Our current base compiler will abort with an error if it finds a typedef
being redefined, even if the new definition is no different from the one
it knows about.
Allowing this kind of type redefinition is a new C11 feature, which some
third-party software has already started using.

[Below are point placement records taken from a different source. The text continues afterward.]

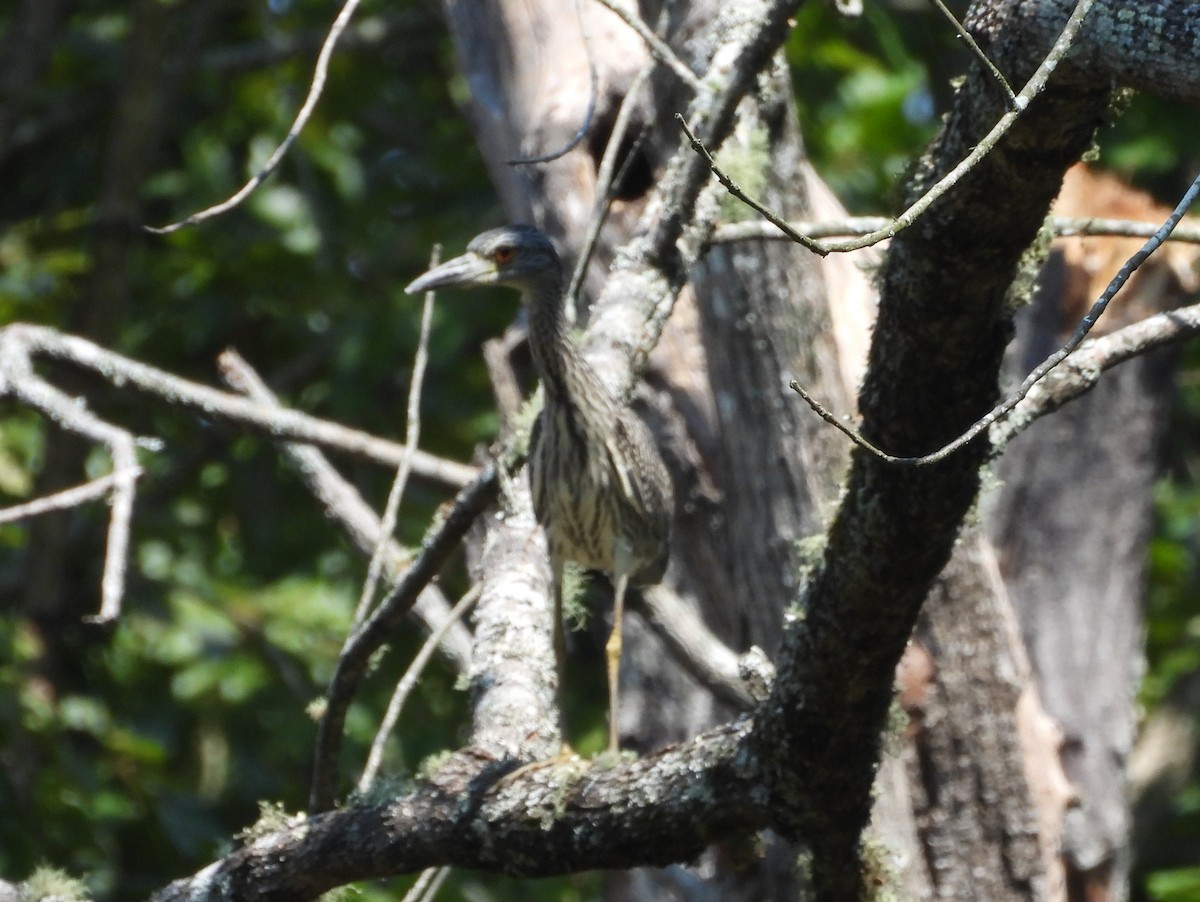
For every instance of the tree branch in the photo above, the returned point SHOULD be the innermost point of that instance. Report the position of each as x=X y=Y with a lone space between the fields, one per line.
x=352 y=665
x=665 y=807
x=271 y=420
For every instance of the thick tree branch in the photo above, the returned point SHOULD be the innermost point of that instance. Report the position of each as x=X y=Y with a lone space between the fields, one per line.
x=661 y=809
x=934 y=366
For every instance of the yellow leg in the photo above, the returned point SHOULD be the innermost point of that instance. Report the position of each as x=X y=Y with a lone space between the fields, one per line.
x=559 y=629
x=612 y=655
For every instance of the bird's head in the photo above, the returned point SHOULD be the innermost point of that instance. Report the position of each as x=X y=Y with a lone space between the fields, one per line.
x=516 y=256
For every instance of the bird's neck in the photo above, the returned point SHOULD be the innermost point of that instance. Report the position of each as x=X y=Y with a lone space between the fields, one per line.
x=563 y=370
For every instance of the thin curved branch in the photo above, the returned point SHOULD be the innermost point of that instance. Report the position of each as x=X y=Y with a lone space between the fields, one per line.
x=1057 y=226
x=1006 y=407
x=271 y=420
x=75 y=497
x=690 y=642
x=655 y=44
x=343 y=504
x=412 y=439
x=1033 y=86
x=965 y=36
x=406 y=685
x=17 y=378
x=315 y=90
x=443 y=539
x=1081 y=371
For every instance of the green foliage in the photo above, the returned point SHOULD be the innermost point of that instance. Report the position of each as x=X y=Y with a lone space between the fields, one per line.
x=1180 y=885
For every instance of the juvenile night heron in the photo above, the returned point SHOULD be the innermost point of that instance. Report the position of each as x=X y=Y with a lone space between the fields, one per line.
x=599 y=486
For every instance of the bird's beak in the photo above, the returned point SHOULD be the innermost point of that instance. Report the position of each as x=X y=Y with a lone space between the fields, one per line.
x=469 y=269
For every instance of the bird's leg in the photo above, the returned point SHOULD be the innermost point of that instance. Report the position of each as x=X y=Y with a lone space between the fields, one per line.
x=559 y=626
x=622 y=565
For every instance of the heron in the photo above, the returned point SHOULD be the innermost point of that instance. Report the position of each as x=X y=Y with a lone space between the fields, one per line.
x=600 y=488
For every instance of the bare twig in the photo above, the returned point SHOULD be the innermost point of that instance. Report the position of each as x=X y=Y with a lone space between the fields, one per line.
x=1032 y=88
x=412 y=437
x=443 y=537
x=426 y=885
x=405 y=687
x=19 y=380
x=315 y=91
x=1059 y=227
x=1038 y=372
x=1083 y=370
x=965 y=36
x=61 y=500
x=273 y=420
x=343 y=504
x=657 y=46
x=706 y=657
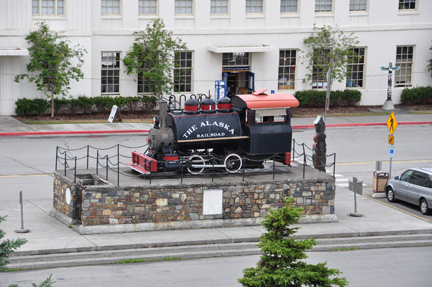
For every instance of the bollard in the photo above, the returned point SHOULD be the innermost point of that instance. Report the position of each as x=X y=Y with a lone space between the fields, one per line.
x=22 y=230
x=354 y=189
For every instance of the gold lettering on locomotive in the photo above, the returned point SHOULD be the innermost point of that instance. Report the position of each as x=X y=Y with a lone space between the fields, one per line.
x=222 y=125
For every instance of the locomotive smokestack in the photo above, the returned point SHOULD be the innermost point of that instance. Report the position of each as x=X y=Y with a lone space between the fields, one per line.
x=163 y=113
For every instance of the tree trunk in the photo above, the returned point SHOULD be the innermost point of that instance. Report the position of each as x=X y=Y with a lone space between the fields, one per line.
x=52 y=105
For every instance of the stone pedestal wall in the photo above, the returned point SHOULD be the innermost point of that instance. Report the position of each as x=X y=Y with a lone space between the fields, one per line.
x=97 y=205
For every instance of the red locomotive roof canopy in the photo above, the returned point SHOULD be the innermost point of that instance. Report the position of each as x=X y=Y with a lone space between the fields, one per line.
x=260 y=100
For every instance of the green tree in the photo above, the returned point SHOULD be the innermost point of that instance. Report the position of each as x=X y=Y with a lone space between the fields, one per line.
x=328 y=47
x=7 y=247
x=151 y=57
x=283 y=261
x=50 y=64
x=429 y=66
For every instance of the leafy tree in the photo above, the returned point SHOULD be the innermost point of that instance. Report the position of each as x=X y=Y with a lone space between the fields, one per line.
x=282 y=263
x=429 y=66
x=151 y=57
x=8 y=246
x=51 y=63
x=329 y=47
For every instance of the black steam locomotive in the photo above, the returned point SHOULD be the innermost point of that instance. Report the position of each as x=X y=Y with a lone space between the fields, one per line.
x=241 y=130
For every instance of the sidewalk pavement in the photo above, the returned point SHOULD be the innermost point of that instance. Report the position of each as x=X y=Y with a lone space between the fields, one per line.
x=12 y=127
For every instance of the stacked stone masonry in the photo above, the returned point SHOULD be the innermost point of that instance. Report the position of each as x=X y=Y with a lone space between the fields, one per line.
x=104 y=205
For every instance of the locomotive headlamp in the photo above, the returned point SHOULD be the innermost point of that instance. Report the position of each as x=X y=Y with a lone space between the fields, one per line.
x=156 y=122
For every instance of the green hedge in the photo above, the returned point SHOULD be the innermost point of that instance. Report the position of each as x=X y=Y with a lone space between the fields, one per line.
x=417 y=96
x=316 y=99
x=85 y=105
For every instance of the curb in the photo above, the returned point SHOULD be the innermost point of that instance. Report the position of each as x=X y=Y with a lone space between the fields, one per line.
x=296 y=127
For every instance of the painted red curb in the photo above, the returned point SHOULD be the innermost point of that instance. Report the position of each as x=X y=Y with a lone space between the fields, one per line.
x=297 y=127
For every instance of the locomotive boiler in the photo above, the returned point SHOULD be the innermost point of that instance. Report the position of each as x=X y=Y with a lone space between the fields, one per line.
x=237 y=131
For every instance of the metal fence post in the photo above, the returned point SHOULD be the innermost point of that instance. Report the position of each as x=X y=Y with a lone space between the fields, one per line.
x=274 y=157
x=56 y=158
x=118 y=165
x=75 y=171
x=97 y=162
x=87 y=155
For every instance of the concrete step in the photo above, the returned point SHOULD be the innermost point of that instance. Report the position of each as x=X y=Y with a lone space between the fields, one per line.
x=207 y=251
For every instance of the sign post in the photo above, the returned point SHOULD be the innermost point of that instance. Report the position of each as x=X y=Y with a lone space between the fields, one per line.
x=392 y=125
x=388 y=105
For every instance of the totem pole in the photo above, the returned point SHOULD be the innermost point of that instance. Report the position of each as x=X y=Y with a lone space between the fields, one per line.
x=319 y=147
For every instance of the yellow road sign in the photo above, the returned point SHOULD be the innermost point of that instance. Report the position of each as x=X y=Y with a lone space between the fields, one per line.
x=391 y=123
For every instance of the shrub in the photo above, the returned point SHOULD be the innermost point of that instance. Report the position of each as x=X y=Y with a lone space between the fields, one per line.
x=417 y=96
x=26 y=107
x=316 y=99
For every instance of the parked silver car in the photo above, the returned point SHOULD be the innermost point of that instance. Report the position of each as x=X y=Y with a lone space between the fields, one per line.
x=413 y=186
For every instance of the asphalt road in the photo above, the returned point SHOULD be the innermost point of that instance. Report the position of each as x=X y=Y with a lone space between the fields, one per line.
x=27 y=162
x=379 y=267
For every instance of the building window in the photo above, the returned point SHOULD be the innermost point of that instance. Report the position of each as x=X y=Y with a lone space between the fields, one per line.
x=287 y=65
x=407 y=4
x=355 y=79
x=147 y=7
x=254 y=6
x=183 y=7
x=358 y=5
x=110 y=71
x=319 y=74
x=183 y=72
x=110 y=7
x=404 y=59
x=288 y=6
x=323 y=5
x=238 y=59
x=219 y=7
x=48 y=7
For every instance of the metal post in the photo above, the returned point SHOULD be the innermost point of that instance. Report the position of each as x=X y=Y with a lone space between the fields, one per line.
x=212 y=169
x=118 y=165
x=293 y=148
x=243 y=162
x=97 y=162
x=390 y=169
x=75 y=171
x=87 y=155
x=181 y=171
x=56 y=158
x=355 y=194
x=304 y=165
x=274 y=157
x=22 y=230
x=334 y=165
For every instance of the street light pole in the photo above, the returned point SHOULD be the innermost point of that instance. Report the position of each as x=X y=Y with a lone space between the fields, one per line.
x=388 y=105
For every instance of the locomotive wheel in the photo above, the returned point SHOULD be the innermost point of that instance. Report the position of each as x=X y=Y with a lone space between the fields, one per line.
x=233 y=163
x=196 y=159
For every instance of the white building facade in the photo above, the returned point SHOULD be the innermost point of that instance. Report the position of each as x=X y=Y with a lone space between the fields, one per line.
x=251 y=44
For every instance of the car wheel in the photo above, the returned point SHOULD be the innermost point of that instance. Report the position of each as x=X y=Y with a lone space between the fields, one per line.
x=424 y=208
x=390 y=195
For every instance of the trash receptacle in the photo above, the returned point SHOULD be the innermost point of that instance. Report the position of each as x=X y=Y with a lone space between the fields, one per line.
x=380 y=180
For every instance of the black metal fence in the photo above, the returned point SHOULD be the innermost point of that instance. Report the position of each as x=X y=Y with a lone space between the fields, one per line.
x=104 y=160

Moreover, recent gcc
compilers will indeed accept this, even in non-c11 mode, with an
optional warning.
Consider the following testcase:
$ cat type.c
typedef unsigned char uint8_t;
typedef unsigned char char_t;
/* the following should not cause errors */
typedef unsigned char uint8_t;
typedef char_t uint8_t;
/* the following should cause errors */
typedef unsigned int uint8_t;
$
With the current in-tree compiler, it will produce these errors:
type.c:5: error: redefinition of typedef 'uint8_t'
type.c:1: error: previous declaration of 'uint8_t' was here
type.c:6: error: redefinition of typedef 'uint8_t'
type.c:5: error: previous declaration of 'uint8_t' was here
type.c:9: error: conflicting types for 'uint8_t'
type.c:6: error: previous declaration of 'uint8_t' was here
with the diff I am proposing below, it will only produce these errors:
type.c:9: error: conflicting types for 'uint8_t'
type.c:6: error: previous declaration of 'uint8_t' was here
and adding -pedantic will produce these warnings:
type.c:5: warning: redefinition of typedef 'uint8_t'
type.c:6: warning: redefinition of typedef 'uint8_t'
Any objections?
Index: c-decl.c
===
RCS file: /OpenBSD/src/gnu/gcc/gcc/c-decl.c,v
retrieving revision 1.2
diff -u -p -r1.2 c-decl.c
--- c-decl.c29 Apr 2010 18:37:37 - 1.2
+++ c-decl.c2 May 2015 14:35:28 -
@@ -1285,9 +1285,17 @@ diagnose_mismatched_decls (tree newdecl,
if (DECL_IN_SYSTEM_HEADER (newdecl) || DECL_IN_SYSTEM_HEADER (olddecl))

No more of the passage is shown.